FINDING THE HOW TO MY WHAT

This week I have been attempting to immerse myself in the early ’90s to aid a writing project. My goal is to somehow meld my experience, the world’s experience, and someone from halfway around the world’s experience from that time period into an entertaining and enlightening novel for girls. I know what I want to say but am struggling with how to say it.

The easiest part has been getting the research necessary to write the story of the person from halfway around the world. All it is taking are some visits with a good friend, holding her adorable baby and eating delicious lunches. We just chat, I let a voice recorder run and take some notes. I feel a little guilty even saying I am working–which is not so unusual because I believe most, if not all, non-writers feel we writers do not perform “real work” anyway.

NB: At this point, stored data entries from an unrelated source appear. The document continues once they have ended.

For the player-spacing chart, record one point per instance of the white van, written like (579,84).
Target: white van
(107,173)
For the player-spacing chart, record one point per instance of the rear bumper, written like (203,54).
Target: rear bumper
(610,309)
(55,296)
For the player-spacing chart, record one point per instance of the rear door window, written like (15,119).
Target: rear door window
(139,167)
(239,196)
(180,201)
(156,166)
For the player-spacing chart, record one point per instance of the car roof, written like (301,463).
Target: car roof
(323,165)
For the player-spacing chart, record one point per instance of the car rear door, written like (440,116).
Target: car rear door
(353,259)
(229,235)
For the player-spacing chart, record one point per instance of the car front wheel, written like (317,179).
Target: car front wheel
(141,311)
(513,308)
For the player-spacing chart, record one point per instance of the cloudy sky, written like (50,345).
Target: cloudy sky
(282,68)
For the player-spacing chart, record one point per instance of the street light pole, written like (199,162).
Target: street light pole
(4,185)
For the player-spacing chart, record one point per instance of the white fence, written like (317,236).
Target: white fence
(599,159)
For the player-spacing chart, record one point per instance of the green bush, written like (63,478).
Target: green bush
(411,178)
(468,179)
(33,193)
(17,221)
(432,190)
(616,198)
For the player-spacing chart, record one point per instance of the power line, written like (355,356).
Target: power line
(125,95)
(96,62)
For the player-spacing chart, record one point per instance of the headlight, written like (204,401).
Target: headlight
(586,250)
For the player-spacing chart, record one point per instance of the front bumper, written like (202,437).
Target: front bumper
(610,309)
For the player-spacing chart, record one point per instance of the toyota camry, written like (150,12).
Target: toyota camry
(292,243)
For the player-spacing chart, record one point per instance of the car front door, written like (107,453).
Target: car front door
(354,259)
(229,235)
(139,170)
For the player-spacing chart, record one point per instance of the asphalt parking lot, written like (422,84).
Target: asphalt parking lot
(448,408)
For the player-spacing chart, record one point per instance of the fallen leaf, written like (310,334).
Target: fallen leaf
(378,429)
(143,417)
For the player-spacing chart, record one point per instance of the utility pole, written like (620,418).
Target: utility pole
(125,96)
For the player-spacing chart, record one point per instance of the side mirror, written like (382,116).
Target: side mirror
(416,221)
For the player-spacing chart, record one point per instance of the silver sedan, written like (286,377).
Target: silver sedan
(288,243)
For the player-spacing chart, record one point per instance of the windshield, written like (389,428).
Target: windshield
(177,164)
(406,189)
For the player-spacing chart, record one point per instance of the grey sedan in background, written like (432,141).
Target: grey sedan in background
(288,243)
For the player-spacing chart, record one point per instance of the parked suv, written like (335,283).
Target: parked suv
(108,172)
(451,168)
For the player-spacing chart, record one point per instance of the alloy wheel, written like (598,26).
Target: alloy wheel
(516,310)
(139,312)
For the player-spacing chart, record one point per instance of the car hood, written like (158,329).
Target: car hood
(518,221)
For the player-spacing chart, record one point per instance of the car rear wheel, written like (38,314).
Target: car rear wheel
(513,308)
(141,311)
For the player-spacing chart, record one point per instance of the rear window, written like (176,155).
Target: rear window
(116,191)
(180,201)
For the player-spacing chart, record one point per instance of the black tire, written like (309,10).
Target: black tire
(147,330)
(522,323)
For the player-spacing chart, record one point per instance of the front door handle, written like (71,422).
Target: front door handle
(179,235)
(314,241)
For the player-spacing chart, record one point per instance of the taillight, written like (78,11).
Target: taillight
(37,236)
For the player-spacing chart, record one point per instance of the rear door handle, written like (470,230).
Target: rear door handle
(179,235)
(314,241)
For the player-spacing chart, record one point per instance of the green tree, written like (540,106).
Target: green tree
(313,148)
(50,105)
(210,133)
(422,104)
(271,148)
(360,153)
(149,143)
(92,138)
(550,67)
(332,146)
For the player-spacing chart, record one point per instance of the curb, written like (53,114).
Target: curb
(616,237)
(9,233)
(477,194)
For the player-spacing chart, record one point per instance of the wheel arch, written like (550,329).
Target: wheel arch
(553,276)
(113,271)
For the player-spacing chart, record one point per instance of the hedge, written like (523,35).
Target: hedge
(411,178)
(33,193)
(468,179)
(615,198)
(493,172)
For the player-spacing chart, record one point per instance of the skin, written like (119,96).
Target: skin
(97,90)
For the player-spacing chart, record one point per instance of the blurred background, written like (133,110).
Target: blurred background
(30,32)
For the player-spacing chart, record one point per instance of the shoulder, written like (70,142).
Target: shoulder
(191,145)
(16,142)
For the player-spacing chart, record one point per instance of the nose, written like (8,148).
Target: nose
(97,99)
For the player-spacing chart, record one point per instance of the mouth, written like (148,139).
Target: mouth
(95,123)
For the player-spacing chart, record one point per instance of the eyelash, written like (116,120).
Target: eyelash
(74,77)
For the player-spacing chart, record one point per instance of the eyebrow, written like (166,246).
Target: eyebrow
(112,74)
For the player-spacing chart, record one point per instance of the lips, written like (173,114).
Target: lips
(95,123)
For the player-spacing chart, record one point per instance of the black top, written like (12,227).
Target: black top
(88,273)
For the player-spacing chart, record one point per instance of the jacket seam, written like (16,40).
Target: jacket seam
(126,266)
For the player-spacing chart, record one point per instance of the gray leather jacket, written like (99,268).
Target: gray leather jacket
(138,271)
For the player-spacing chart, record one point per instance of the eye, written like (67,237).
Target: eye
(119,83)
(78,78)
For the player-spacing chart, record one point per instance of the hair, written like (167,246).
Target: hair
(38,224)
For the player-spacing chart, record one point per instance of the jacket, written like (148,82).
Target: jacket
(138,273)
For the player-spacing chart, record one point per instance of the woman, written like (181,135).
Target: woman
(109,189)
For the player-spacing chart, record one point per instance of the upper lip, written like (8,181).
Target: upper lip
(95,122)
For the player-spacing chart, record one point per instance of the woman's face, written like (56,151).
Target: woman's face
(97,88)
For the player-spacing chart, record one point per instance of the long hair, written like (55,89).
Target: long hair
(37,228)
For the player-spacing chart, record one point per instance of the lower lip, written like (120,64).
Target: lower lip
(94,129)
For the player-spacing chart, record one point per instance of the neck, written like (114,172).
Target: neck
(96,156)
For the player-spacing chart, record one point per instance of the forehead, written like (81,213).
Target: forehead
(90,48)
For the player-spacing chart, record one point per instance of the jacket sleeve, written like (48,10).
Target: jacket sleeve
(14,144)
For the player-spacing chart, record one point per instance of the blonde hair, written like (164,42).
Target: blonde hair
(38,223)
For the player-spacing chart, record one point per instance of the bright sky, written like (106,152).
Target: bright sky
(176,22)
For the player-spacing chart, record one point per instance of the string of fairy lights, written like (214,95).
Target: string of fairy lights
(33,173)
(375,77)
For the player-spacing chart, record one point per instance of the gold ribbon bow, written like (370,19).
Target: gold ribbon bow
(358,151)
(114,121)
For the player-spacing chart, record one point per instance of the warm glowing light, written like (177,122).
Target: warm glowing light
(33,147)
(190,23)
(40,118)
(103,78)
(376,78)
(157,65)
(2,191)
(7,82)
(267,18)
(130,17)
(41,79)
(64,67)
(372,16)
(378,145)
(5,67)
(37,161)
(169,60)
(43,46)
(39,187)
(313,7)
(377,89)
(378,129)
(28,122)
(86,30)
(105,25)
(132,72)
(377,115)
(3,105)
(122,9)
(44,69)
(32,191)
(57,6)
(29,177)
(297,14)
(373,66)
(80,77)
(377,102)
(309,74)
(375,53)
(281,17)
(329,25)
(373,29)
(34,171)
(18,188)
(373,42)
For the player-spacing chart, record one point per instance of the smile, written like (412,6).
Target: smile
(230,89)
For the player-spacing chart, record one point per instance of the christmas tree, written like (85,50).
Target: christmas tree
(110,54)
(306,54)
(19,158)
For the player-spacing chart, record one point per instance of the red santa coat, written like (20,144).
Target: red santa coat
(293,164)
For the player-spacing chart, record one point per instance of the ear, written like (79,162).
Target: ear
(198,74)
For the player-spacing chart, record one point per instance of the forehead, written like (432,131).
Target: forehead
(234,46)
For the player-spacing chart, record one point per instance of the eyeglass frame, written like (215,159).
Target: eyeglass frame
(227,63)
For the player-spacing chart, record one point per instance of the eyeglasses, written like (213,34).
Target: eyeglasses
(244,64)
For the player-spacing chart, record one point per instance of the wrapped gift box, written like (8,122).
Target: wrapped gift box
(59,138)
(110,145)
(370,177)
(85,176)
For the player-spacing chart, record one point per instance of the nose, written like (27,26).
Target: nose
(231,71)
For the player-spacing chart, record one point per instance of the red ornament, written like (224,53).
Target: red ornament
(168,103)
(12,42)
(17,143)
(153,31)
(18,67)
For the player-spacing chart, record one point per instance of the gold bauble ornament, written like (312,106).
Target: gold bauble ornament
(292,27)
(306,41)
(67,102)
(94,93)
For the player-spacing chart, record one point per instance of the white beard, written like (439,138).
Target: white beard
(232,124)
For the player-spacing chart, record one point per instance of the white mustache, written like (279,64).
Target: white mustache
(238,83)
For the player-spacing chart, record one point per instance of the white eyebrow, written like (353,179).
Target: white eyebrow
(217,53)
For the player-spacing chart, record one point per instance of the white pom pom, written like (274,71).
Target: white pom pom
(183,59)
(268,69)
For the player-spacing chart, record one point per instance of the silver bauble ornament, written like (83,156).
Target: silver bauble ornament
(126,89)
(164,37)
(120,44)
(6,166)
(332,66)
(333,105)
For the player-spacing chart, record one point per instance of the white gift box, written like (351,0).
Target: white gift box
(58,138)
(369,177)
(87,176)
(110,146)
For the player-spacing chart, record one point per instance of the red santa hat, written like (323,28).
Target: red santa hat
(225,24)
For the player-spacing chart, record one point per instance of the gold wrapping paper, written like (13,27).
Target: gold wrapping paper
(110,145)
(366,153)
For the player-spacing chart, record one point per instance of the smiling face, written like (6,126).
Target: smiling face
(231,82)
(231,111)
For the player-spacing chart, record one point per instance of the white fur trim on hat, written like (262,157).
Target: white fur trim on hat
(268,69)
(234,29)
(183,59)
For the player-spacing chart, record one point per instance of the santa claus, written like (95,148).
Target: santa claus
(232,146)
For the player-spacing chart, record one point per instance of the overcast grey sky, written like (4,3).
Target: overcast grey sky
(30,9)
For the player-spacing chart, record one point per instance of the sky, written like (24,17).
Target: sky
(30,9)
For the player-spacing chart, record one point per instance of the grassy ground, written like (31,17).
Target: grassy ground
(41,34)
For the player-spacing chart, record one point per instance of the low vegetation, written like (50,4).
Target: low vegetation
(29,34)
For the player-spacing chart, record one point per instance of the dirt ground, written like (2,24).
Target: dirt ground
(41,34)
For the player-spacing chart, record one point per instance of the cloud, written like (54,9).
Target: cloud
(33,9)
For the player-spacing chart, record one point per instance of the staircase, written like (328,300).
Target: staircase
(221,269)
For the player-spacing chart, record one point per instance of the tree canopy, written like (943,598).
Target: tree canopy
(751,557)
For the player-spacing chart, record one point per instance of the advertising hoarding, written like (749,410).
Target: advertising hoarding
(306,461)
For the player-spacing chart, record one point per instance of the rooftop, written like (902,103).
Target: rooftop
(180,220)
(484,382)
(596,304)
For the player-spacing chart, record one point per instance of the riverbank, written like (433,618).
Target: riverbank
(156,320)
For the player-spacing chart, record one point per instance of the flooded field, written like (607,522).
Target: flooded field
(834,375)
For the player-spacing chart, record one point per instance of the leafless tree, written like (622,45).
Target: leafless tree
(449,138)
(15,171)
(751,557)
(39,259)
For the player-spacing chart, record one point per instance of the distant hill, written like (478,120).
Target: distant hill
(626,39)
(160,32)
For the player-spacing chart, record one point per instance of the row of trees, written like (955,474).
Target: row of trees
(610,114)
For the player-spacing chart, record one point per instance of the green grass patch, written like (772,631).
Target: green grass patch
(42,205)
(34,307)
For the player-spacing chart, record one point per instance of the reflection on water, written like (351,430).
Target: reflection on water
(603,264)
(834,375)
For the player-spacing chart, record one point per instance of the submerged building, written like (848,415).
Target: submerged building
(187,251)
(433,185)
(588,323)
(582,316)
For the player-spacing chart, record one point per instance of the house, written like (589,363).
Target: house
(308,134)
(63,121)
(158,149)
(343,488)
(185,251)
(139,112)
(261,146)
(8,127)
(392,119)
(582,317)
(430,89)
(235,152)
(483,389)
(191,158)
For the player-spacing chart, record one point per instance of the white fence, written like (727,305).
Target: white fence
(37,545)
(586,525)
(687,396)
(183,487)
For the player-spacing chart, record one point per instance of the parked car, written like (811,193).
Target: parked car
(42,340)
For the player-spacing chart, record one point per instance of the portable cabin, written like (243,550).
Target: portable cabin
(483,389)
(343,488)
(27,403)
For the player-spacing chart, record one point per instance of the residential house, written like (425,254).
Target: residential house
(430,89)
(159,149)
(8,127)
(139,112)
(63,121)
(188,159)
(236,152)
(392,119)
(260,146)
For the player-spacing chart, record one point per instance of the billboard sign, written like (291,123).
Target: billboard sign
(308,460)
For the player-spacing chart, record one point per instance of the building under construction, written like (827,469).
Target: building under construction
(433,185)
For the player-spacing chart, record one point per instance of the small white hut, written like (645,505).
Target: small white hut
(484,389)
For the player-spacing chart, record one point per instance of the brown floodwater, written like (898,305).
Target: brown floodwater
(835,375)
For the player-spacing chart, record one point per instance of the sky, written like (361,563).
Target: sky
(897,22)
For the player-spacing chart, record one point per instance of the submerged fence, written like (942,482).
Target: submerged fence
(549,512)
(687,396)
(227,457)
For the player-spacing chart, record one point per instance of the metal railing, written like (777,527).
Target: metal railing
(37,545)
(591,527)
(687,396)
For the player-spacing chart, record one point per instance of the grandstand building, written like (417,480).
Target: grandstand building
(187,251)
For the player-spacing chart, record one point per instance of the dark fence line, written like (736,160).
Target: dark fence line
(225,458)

Researching the world’s experience from the early ’90s with regard to my particular halfway-around-the-world’s subject’s home country has not been as easy as I thought it would have when I first embarked on this project. Her country seems almost like the forgotten step-child of world media. There are few books on the subject relative to her country’s history and their writing makes it clear the perspective is one-sided. I have skimmed through several months of local newspapers on microfilm at the library from 1990 where mentions of this country’s experience are presented as an aside or an afterthought. Our media was so preoccupied with the fall of the Berlin wall, the breakup of the Soviet Union, and later the Gulf War (all worthy stories), it seemed to have barely noticed the explosion of another, albeit geographically smaller, communist country.

Researching my own experiences of the early ’90s has not been as easy as one would think either. I do have a wonderful resource in the journals I’ve written in prolifically since 1985 but as much as I wrote, unfortunately, it would’ve been more helpful if I wrote more than I actually did. At that time, I was preoccupied with my own teenaged life to take real notice of even the more prominent world-news stories. I was impressed I even mentioned the declaration of the Gulf War in my journal. My life was focused on surviving what I now know was depression triggered by the loss of some very important loved ones from my life.

In late 1990 to the beginning of 1991, I had just realized life was going on following the death of my cousin in September, 1989, and I decided I could choose to spend the rest of my life miserable or I could choose not to. So for the ensuing couple of years I focused on playing the role of the carefree teenager by dating, going out and having fun as well as realizing my dream of going away to college, a goal I foolishly believed would erase everything wrong with my life (which maybe in a way it eventually did but that musing is for another day).

My ventures in the dating world at that time were grossly inadequate. I had three “boyfriends” during that time period. I designate the word boyfriend as fictional by enclosing it in quotes because I don’t think there was one of them that was what I think of as a traditional boyfriend — i.e. the boy asks you out, you go somewhere like the movies, he kisses you goodnight at the end of the evening, calls you later, asks you out again, etc., etc. My dates with the first one consisted almost exclusively of going for evening walks and talking on the telephone. The second one most resembled a boyfriend but I asked him out first to a turnaround dance (where girls take the boys). My third “boyfriend” was essentially a lesson that the notion of a “friend with benefits” just does not work. I scarred all three of these boys so badly they left the state and/or country without contacting me again; and only the third left without promising me he WOULD keep in contact with me. So that was my life in the early ’90s along with many of the other typical experiences of girls in their last three years of high school.

My work thus far and this project has consisted much more of reading and musing than actually putting words down. And most of those words’ fate was met with the delete key on my keyboard or colored-ink cross-outs. Writing IS hard but I am not giving up. I will keep plugging away, researching, reading and musing, putting it down then taking it away and somehow, someway, some day the how to accomplish my what will materialize.